Google I/O’s annual three-day conference consistently reveals the company’s new, captivating projects and products for the upcoming year.
This past week, predictions for what this year’s conference will hold have been swirling – from additional information about Android N to the introduction of Android VR and finally an upgrade to Google’s own messaging platform – GChat. What’s most exciting, in my opinion, is the new messaging platform. It looks like Google is truly realizing the power and significance of mobile messaging.
Google has made recent efforts to better establish its mark in the mobile messaging space, particularly following its acquisition of Jibe Mobile late last year. After seeing the success of other mobile messaging platforms, such as Facebook Messenger, iMessage and WhatsApp, it’s no surprise that Google may finally be presenting a significant upgrade to its own mobile messaging app – or maybe even an entirely new one – that is rumored to include its own chat bot, like NetSfere’s Net-C.
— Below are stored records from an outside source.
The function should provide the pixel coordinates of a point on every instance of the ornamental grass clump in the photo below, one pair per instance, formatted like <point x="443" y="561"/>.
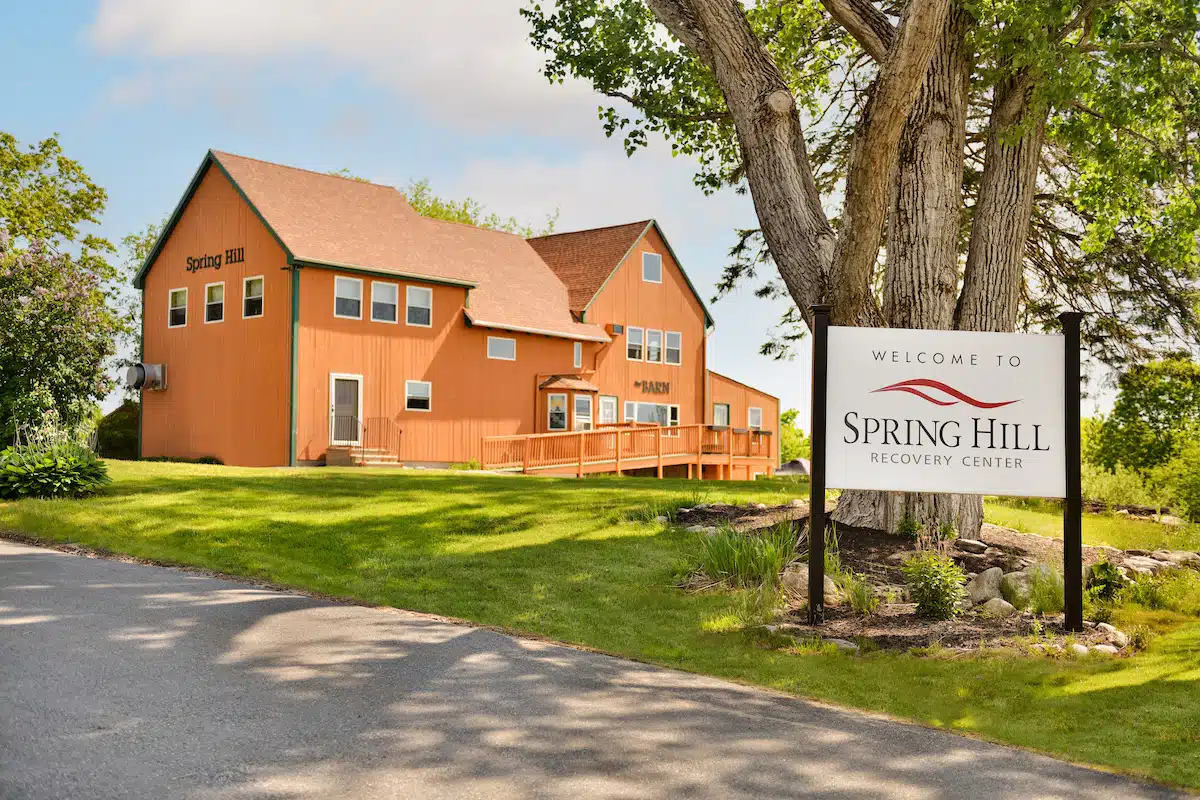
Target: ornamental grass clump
<point x="936" y="584"/>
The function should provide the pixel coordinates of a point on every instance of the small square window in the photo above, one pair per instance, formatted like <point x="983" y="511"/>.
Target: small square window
<point x="654" y="346"/>
<point x="556" y="407"/>
<point x="214" y="302"/>
<point x="634" y="343"/>
<point x="418" y="395"/>
<point x="347" y="298"/>
<point x="177" y="313"/>
<point x="252" y="298"/>
<point x="721" y="415"/>
<point x="675" y="348"/>
<point x="502" y="348"/>
<point x="652" y="268"/>
<point x="420" y="306"/>
<point x="384" y="301"/>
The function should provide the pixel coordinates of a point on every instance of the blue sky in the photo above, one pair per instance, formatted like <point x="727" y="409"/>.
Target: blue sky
<point x="138" y="90"/>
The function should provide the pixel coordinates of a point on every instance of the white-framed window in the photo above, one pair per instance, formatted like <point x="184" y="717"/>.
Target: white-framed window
<point x="252" y="296"/>
<point x="675" y="348"/>
<point x="384" y="302"/>
<point x="609" y="405"/>
<point x="721" y="415"/>
<point x="347" y="298"/>
<point x="418" y="396"/>
<point x="652" y="268"/>
<point x="654" y="413"/>
<point x="177" y="308"/>
<point x="654" y="347"/>
<point x="583" y="411"/>
<point x="214" y="302"/>
<point x="634" y="342"/>
<point x="420" y="306"/>
<point x="502" y="348"/>
<point x="556" y="411"/>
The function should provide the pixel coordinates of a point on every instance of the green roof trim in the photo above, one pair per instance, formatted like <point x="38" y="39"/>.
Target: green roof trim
<point x="210" y="160"/>
<point x="653" y="223"/>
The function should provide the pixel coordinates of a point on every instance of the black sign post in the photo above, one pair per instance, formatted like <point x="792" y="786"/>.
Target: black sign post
<point x="816" y="468"/>
<point x="1073" y="503"/>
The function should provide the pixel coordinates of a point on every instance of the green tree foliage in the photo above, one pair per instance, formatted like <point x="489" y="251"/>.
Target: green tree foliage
<point x="1157" y="410"/>
<point x="792" y="441"/>
<point x="468" y="211"/>
<point x="1116" y="211"/>
<point x="58" y="331"/>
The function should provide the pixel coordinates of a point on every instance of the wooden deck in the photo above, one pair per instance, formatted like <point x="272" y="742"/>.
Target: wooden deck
<point x="707" y="451"/>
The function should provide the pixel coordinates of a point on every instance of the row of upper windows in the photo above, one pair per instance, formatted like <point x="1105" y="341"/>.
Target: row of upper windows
<point x="384" y="302"/>
<point x="647" y="344"/>
<point x="502" y="348"/>
<point x="214" y="302"/>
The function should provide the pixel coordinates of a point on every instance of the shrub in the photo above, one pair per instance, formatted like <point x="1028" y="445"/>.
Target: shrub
<point x="64" y="469"/>
<point x="1104" y="581"/>
<point x="936" y="584"/>
<point x="117" y="435"/>
<point x="1047" y="591"/>
<point x="745" y="560"/>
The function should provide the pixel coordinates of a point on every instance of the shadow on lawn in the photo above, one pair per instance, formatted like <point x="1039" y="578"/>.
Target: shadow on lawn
<point x="141" y="681"/>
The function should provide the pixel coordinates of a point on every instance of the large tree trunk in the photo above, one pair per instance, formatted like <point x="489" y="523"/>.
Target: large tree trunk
<point x="991" y="283"/>
<point x="922" y="258"/>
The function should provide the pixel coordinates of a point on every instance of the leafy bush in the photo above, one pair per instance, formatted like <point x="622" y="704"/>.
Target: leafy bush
<point x="1180" y="481"/>
<point x="64" y="469"/>
<point x="745" y="560"/>
<point x="1104" y="581"/>
<point x="1047" y="593"/>
<point x="117" y="435"/>
<point x="936" y="583"/>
This is Google’s best shot at providing a compelling messaging app that people will actually use. Here are a two considerations that will ultimately decide its success or failure:
Entering a crowded arena
One major disadvantage is that Google will now be entering into an increasingly crowded industry that has seen significant development in recent years. Although messaging apps and chat bots are still on the rise, companies such as Facebook and Apple are currently dominating the space and consumers have already made their choices in regards to what platform they use on a daily basis. To make an impact, Google will need to present a compelling product that carries significant differentiators than the dominant solutions currently available.
But Google has one major advantage – it obviously controls the Android operating system. This means that Google can mandate its newest app on the Android platform, giving its mobile messaging app global strength. Google can then ride on the coattails of this widespread implementation, including its play in the RCS space, to gain an opportunity to partner with carriers.
Aside from a compelling feature set, which includes a user friendly interface and the industry-standard level of encryption, the new app must also support all versions across the Android ecosystem in order to encourage widespread adoption. This is because Google must acknowledge that the widest use for this technology is in countries where they are using older versions of Android. It also should be available for iOS and have a broad user interface for additional capabilities, allowing it to integrate into a full ecosystem. Those are the minimum requirements that Google must enforce in hopes of success in this competitive space. Although, only time will be the true dictator of success.
Latching onto the rise of chat bots
Chat bots, like Microsoft’s Tay or NetSfere’s Net-C and personal assistants, like Amazon’s Alexa, are being implemented by all of the big-name players. Google must use the rise of chat bots to its advantage. These AI-powered bots provide a convenience factor that many consumers are intrigued by and brands are looking to adopt. These bots certainly can make an impact, if deployed correctly, and it could be something Google may leverage during I/O, serving as a compelling aspect of its messaging solution.
If history is any indication, Google will focus its messaging app first on consumer requirements, and then look to support other verticals after it has mastered the former. I do, however, believe that Google will look to make its solution available to the broadest user base quickly.
With these considerations in mind, we could see a very compelling messaging offering from Google announced this week. Whether it be messaging apps or virtual reality, Google has and will continue to influence consumers and developers through innovations and leadership as it impacts and evolves not only the mobile industry, but the technology industry as a whole.